Blog

5 Ways to Prevent Cloud Outages

October 11, 2018

Lightedge

Author

Today, most organizations depend on some type of cloud service to run their business successfully. As a result, cloud service providers are expected to deliver 24/7/365, uninterrupted services to these businesses. In the digital era where information is constantly available, there is never a good time for a cloud outage.

In 2017, some credible cloud providers like IBM, Amazon Web Services (AWS), Google, and Apple all experienced cloud outages.
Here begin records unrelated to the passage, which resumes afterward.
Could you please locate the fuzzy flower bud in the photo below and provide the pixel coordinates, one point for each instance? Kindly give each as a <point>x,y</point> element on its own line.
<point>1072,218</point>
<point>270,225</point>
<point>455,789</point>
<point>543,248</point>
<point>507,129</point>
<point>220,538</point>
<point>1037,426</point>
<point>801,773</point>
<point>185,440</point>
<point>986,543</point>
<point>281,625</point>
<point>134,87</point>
While everyone, including cloud service providers, can fall victim to outages, there are some straightforward steps you can take to keep IT systems, up, running, and secure.

What Compensation Does Your Cloud Service Vendor Provide?

In February 2017 when an employee at Amazon Web Services tried to debug an S3 storage system, they accidentally typed a command incorrectly and many major enterprise platforms were down for four hours. As a result, these companies wondered if they would be compensated for their loss of revenue due to the downtime.

Cloud service providers are all different. It is important to understand the SLA before agreements are signed. Some cloud vendors only offer minimum infrastructure and you are in charge of recreating your own redundancy to protect your data from downtime in their cloud. As you can expect, these providers are less expensive, yet put the task of managing data availability on you.

Examine your SLAs closely to understand the level of compensation and coverage that your cloud provider offers. SLAs should cover you if your performance falls below what was guaranteed by your cloud vendor.

Your cloud service provider should be able to share their risk mitigation strategy for cloud outages, and explain to you how their infrastructure is designed for uptime. Redundancy and security should be built into every detail of the vendor’s infrastructure. If not, it is time to find a new cloud service provider.

1. Adopt a Redundant Multi-Cloud Environment

Enterprises that spread their workloads across multiple locations add redundancy to their environment and greatly reduce the risk of downtime. Your business should never depend on a single point of failure. Adopting a multi-cloud, multi-location IT approach will reduce risk and provide greater flexibility to adapt to changing business needs.

Seek out cloud service vendors with data center facilities in multiple locations that can spread your workloads across geographies. With this type of environment, your IT department and service provider(s) can work together to designate a primary and secondary site for your critical data. Amazon’s 2017 outage showed their customers that many things could break when just one object storage zone had a problem. A single point of failure approach is not an adequate environment for successful businesses.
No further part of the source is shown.